É um livro de formato pequeno, com bem pouco texto a cada página. Ainda assim, não passa uma página sem que nos deparemos com pelo menos um erro (frequentemente dois ou três). Esses erros teriam sido facilmente corrigidos por uma simples leitura de revisão, coisa que tudo leva a crer que não foi feita. A grande quantidade de erros configura um desleixo editorial que não é menos do que desrespeitoso para com o leitor/consumidor e que, por outro lado, suja a imagem do responsável pelo trabalho e de quem a ele associou seu nome, até porque a própria brevidade do texto é um fator que faz com que sua revisão não fosse um trabalho dos mais difíceis.
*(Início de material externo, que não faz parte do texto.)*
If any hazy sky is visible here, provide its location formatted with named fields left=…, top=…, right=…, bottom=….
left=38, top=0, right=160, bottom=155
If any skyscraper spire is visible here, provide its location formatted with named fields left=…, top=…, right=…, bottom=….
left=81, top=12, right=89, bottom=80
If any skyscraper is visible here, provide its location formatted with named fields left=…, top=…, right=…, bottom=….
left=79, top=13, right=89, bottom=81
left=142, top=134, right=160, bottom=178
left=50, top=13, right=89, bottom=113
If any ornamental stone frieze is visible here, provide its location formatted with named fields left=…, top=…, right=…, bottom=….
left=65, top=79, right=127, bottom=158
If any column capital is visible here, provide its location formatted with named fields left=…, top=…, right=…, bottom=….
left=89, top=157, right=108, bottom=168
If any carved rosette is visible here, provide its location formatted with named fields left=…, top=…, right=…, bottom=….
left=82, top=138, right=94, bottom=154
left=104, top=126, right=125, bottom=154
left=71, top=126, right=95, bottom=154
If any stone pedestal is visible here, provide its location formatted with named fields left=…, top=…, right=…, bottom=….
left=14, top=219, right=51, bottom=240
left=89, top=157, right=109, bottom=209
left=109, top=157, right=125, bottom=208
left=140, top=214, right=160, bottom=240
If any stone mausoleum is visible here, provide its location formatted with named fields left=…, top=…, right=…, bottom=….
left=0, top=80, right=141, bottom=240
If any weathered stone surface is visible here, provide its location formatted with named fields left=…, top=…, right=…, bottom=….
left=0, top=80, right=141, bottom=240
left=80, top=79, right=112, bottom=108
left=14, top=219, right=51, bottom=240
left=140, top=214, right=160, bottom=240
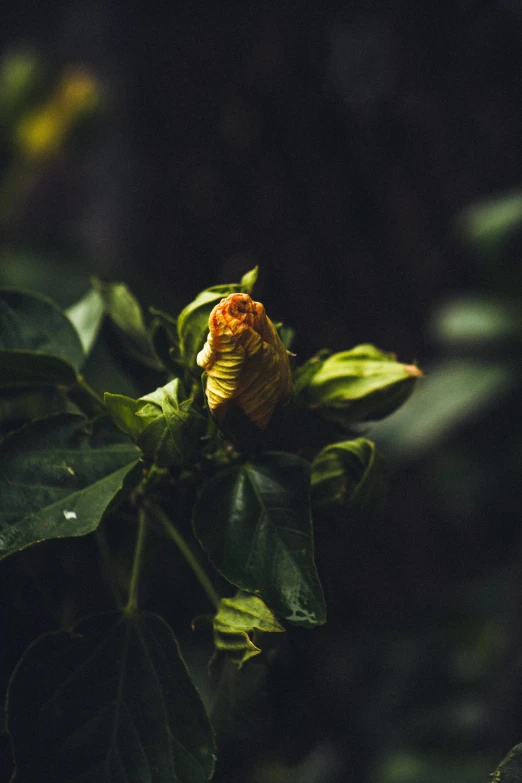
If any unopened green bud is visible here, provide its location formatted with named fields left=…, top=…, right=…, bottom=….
left=299, top=345, right=422, bottom=427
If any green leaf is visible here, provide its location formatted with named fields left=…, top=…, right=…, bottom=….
left=293, top=350, right=330, bottom=398
left=312, top=438, right=383, bottom=511
left=369, top=360, right=517, bottom=466
left=136, top=378, right=207, bottom=467
left=149, top=307, right=183, bottom=375
left=178, top=267, right=257, bottom=371
left=491, top=743, right=522, bottom=783
left=0, top=414, right=139, bottom=557
left=301, top=345, right=422, bottom=427
left=213, top=591, right=285, bottom=669
left=193, top=452, right=326, bottom=627
left=103, top=392, right=147, bottom=442
left=105, top=378, right=206, bottom=468
left=7, top=612, right=215, bottom=783
left=65, top=290, right=105, bottom=356
left=430, top=296, right=522, bottom=347
left=0, top=289, right=84, bottom=388
left=92, top=278, right=158, bottom=369
left=460, top=191, right=522, bottom=255
left=0, top=351, right=76, bottom=389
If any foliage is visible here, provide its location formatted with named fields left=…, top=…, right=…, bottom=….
left=0, top=269, right=420, bottom=783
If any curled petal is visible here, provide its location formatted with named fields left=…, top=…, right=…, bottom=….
left=197, top=294, right=292, bottom=429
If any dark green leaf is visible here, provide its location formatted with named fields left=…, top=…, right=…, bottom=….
left=0, top=414, right=139, bottom=557
left=491, top=743, right=522, bottom=783
left=0, top=351, right=76, bottom=389
left=302, top=345, right=422, bottom=427
left=8, top=612, right=214, bottom=783
left=65, top=290, right=105, bottom=356
left=103, top=392, right=147, bottom=442
left=293, top=350, right=330, bottom=397
left=312, top=438, right=383, bottom=511
left=431, top=296, right=522, bottom=347
left=93, top=278, right=158, bottom=369
left=0, top=289, right=84, bottom=388
left=149, top=307, right=183, bottom=375
left=136, top=378, right=206, bottom=467
left=194, top=452, right=326, bottom=627
left=213, top=591, right=285, bottom=669
left=369, top=360, right=516, bottom=458
left=460, top=191, right=522, bottom=255
left=178, top=267, right=257, bottom=370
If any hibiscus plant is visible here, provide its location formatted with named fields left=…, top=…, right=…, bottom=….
left=0, top=269, right=421, bottom=783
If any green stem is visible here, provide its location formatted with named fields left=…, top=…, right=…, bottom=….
left=124, top=507, right=147, bottom=613
left=146, top=502, right=221, bottom=610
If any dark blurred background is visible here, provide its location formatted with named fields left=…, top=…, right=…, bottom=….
left=0, top=0, right=522, bottom=783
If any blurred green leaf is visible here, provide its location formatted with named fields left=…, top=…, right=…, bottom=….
left=0, top=250, right=90, bottom=309
left=65, top=290, right=105, bottom=356
left=299, top=345, right=422, bottom=427
left=368, top=360, right=515, bottom=458
left=312, top=438, right=384, bottom=511
left=213, top=591, right=285, bottom=669
left=0, top=414, right=139, bottom=557
left=372, top=752, right=490, bottom=783
left=491, top=743, right=522, bottom=783
left=193, top=452, right=326, bottom=627
left=92, top=278, right=158, bottom=369
left=459, top=191, right=522, bottom=255
left=431, top=296, right=522, bottom=344
left=149, top=307, right=182, bottom=375
left=178, top=267, right=258, bottom=371
left=0, top=289, right=84, bottom=388
left=0, top=351, right=76, bottom=389
left=8, top=611, right=215, bottom=783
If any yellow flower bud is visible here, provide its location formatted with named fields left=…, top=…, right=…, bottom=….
left=197, top=294, right=292, bottom=430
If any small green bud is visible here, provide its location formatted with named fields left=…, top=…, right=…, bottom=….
left=298, top=345, right=422, bottom=428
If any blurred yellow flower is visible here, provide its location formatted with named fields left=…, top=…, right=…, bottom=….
left=197, top=294, right=292, bottom=430
left=16, top=69, right=100, bottom=160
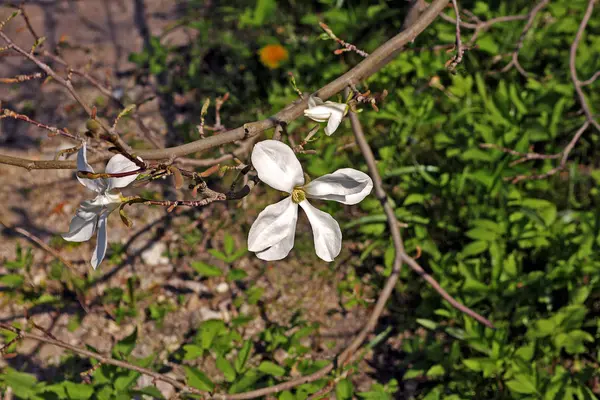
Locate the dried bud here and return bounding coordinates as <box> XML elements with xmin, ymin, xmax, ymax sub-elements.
<box><xmin>168</xmin><ymin>165</ymin><xmax>183</xmax><ymax>189</ymax></box>
<box><xmin>119</xmin><ymin>203</ymin><xmax>133</xmax><ymax>228</ymax></box>
<box><xmin>85</xmin><ymin>119</ymin><xmax>102</xmax><ymax>133</ymax></box>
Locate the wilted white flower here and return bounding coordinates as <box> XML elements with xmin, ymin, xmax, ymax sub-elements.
<box><xmin>248</xmin><ymin>140</ymin><xmax>373</xmax><ymax>261</ymax></box>
<box><xmin>62</xmin><ymin>143</ymin><xmax>139</xmax><ymax>269</ymax></box>
<box><xmin>304</xmin><ymin>96</ymin><xmax>348</xmax><ymax>136</ymax></box>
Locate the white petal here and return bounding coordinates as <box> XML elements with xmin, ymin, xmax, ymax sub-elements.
<box><xmin>62</xmin><ymin>201</ymin><xmax>103</xmax><ymax>242</ymax></box>
<box><xmin>252</xmin><ymin>140</ymin><xmax>304</xmax><ymax>193</ymax></box>
<box><xmin>304</xmin><ymin>106</ymin><xmax>332</xmax><ymax>122</ymax></box>
<box><xmin>300</xmin><ymin>200</ymin><xmax>342</xmax><ymax>262</ymax></box>
<box><xmin>89</xmin><ymin>192</ymin><xmax>121</xmax><ymax>208</ymax></box>
<box><xmin>304</xmin><ymin>168</ymin><xmax>373</xmax><ymax>204</ymax></box>
<box><xmin>325</xmin><ymin>101</ymin><xmax>347</xmax><ymax>136</ymax></box>
<box><xmin>248</xmin><ymin>197</ymin><xmax>298</xmax><ymax>252</ymax></box>
<box><xmin>308</xmin><ymin>96</ymin><xmax>323</xmax><ymax>108</ymax></box>
<box><xmin>104</xmin><ymin>154</ymin><xmax>142</xmax><ymax>190</ymax></box>
<box><xmin>91</xmin><ymin>212</ymin><xmax>108</xmax><ymax>269</ymax></box>
<box><xmin>77</xmin><ymin>142</ymin><xmax>107</xmax><ymax>193</ymax></box>
<box><xmin>256</xmin><ymin>228</ymin><xmax>297</xmax><ymax>261</ymax></box>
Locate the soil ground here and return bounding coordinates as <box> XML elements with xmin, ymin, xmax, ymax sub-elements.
<box><xmin>0</xmin><ymin>0</ymin><xmax>384</xmax><ymax>395</ymax></box>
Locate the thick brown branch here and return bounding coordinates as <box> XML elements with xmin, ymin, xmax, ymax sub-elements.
<box><xmin>350</xmin><ymin>108</ymin><xmax>494</xmax><ymax>328</ymax></box>
<box><xmin>500</xmin><ymin>0</ymin><xmax>550</xmax><ymax>78</ymax></box>
<box><xmin>0</xmin><ymin>323</ymin><xmax>204</xmax><ymax>394</ymax></box>
<box><xmin>0</xmin><ymin>0</ymin><xmax>448</xmax><ymax>169</ymax></box>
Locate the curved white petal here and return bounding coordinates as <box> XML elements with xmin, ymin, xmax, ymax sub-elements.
<box><xmin>300</xmin><ymin>200</ymin><xmax>342</xmax><ymax>262</ymax></box>
<box><xmin>248</xmin><ymin>197</ymin><xmax>298</xmax><ymax>252</ymax></box>
<box><xmin>252</xmin><ymin>140</ymin><xmax>304</xmax><ymax>193</ymax></box>
<box><xmin>90</xmin><ymin>212</ymin><xmax>108</xmax><ymax>269</ymax></box>
<box><xmin>104</xmin><ymin>154</ymin><xmax>141</xmax><ymax>190</ymax></box>
<box><xmin>61</xmin><ymin>201</ymin><xmax>103</xmax><ymax>242</ymax></box>
<box><xmin>304</xmin><ymin>105</ymin><xmax>332</xmax><ymax>122</ymax></box>
<box><xmin>256</xmin><ymin>230</ymin><xmax>297</xmax><ymax>261</ymax></box>
<box><xmin>325</xmin><ymin>101</ymin><xmax>347</xmax><ymax>136</ymax></box>
<box><xmin>304</xmin><ymin>168</ymin><xmax>373</xmax><ymax>204</ymax></box>
<box><xmin>77</xmin><ymin>142</ymin><xmax>107</xmax><ymax>193</ymax></box>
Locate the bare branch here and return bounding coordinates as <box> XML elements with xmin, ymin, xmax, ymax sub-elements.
<box><xmin>0</xmin><ymin>0</ymin><xmax>448</xmax><ymax>169</ymax></box>
<box><xmin>350</xmin><ymin>104</ymin><xmax>494</xmax><ymax>328</ymax></box>
<box><xmin>448</xmin><ymin>0</ymin><xmax>465</xmax><ymax>72</ymax></box>
<box><xmin>500</xmin><ymin>0</ymin><xmax>550</xmax><ymax>78</ymax></box>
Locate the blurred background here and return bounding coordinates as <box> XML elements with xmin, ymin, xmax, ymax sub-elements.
<box><xmin>0</xmin><ymin>0</ymin><xmax>600</xmax><ymax>400</ymax></box>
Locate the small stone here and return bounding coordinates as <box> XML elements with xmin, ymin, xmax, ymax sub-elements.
<box><xmin>199</xmin><ymin>307</ymin><xmax>223</xmax><ymax>321</ymax></box>
<box><xmin>215</xmin><ymin>282</ymin><xmax>229</xmax><ymax>294</ymax></box>
<box><xmin>141</xmin><ymin>242</ymin><xmax>169</xmax><ymax>266</ymax></box>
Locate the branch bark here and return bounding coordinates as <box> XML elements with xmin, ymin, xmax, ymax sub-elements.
<box><xmin>0</xmin><ymin>0</ymin><xmax>448</xmax><ymax>169</ymax></box>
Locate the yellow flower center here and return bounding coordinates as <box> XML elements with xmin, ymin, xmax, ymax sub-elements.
<box><xmin>292</xmin><ymin>187</ymin><xmax>306</xmax><ymax>204</ymax></box>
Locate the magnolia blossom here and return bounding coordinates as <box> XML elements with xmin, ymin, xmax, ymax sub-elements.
<box><xmin>304</xmin><ymin>96</ymin><xmax>348</xmax><ymax>136</ymax></box>
<box><xmin>248</xmin><ymin>140</ymin><xmax>373</xmax><ymax>261</ymax></box>
<box><xmin>62</xmin><ymin>143</ymin><xmax>139</xmax><ymax>269</ymax></box>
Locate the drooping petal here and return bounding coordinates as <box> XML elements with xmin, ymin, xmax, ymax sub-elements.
<box><xmin>256</xmin><ymin>228</ymin><xmax>298</xmax><ymax>261</ymax></box>
<box><xmin>304</xmin><ymin>105</ymin><xmax>332</xmax><ymax>122</ymax></box>
<box><xmin>90</xmin><ymin>212</ymin><xmax>108</xmax><ymax>269</ymax></box>
<box><xmin>62</xmin><ymin>201</ymin><xmax>103</xmax><ymax>242</ymax></box>
<box><xmin>252</xmin><ymin>140</ymin><xmax>304</xmax><ymax>193</ymax></box>
<box><xmin>304</xmin><ymin>168</ymin><xmax>373</xmax><ymax>204</ymax></box>
<box><xmin>300</xmin><ymin>200</ymin><xmax>342</xmax><ymax>262</ymax></box>
<box><xmin>325</xmin><ymin>101</ymin><xmax>347</xmax><ymax>136</ymax></box>
<box><xmin>248</xmin><ymin>197</ymin><xmax>298</xmax><ymax>252</ymax></box>
<box><xmin>77</xmin><ymin>142</ymin><xmax>106</xmax><ymax>193</ymax></box>
<box><xmin>104</xmin><ymin>154</ymin><xmax>141</xmax><ymax>190</ymax></box>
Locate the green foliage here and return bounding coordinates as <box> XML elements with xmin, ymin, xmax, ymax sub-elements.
<box><xmin>0</xmin><ymin>0</ymin><xmax>600</xmax><ymax>400</ymax></box>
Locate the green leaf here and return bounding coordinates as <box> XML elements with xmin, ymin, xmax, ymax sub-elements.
<box><xmin>183</xmin><ymin>344</ymin><xmax>204</xmax><ymax>360</ymax></box>
<box><xmin>63</xmin><ymin>381</ymin><xmax>94</xmax><ymax>400</ymax></box>
<box><xmin>190</xmin><ymin>261</ymin><xmax>223</xmax><ymax>277</ymax></box>
<box><xmin>228</xmin><ymin>369</ymin><xmax>262</xmax><ymax>393</ymax></box>
<box><xmin>132</xmin><ymin>386</ymin><xmax>164</xmax><ymax>400</ymax></box>
<box><xmin>227</xmin><ymin>268</ymin><xmax>248</xmax><ymax>282</ymax></box>
<box><xmin>335</xmin><ymin>379</ymin><xmax>354</xmax><ymax>400</ymax></box>
<box><xmin>183</xmin><ymin>365</ymin><xmax>215</xmax><ymax>392</ymax></box>
<box><xmin>223</xmin><ymin>234</ymin><xmax>235</xmax><ymax>255</ymax></box>
<box><xmin>460</xmin><ymin>240</ymin><xmax>489</xmax><ymax>258</ymax></box>
<box><xmin>216</xmin><ymin>355</ymin><xmax>237</xmax><ymax>382</ymax></box>
<box><xmin>506</xmin><ymin>373</ymin><xmax>537</xmax><ymax>394</ymax></box>
<box><xmin>234</xmin><ymin>340</ymin><xmax>252</xmax><ymax>373</ymax></box>
<box><xmin>425</xmin><ymin>364</ymin><xmax>446</xmax><ymax>378</ymax></box>
<box><xmin>258</xmin><ymin>361</ymin><xmax>285</xmax><ymax>377</ymax></box>
<box><xmin>114</xmin><ymin>371</ymin><xmax>140</xmax><ymax>391</ymax></box>
<box><xmin>416</xmin><ymin>318</ymin><xmax>438</xmax><ymax>331</ymax></box>
<box><xmin>0</xmin><ymin>274</ymin><xmax>25</xmax><ymax>288</ymax></box>
<box><xmin>0</xmin><ymin>368</ymin><xmax>37</xmax><ymax>399</ymax></box>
São erros de pontuação, tradução (não sei se se trata de uma tradução oficial, pois não há nenhum nome de tradutor), digitação, padronização etc. Listo abaixo, na esperança de que sejam corrigidos em eventuais edições futuras, apenas alguns dos erros que encontrei nas 4 primeiras páginas:
Primeiro, os editores decidiram tirar a acentuação gráfica do texto latino, porém esqueceram-se de apagá-la em uma ou outra palavra. Aparece já na primeira página (pág. 5) "nómine" (em que o acento pelo menos está correto) e "amén" (em que o acento deveria recair no "a").
Na página 6, aparece "in nomine Domine" onde deveríamos ter "in nomine Domini". Mais do que mero erro tipográfico, esse erro é a troca de um genitivo por um vocativo, o que confunde o leitor do texto latino. Além disso, nessa mesma página aparece a tradução de "deduxerunt" e "adduxerunt" (ambos no pretérito perfeito) respectivamente por "conduzirão" e "levarão" (ambas no futuro).
Por fim, na página 8, aparece o vocativo "Domine" não precedido por vírgula e, mais grave , a forma "exuadi" em lugar de "exaudi".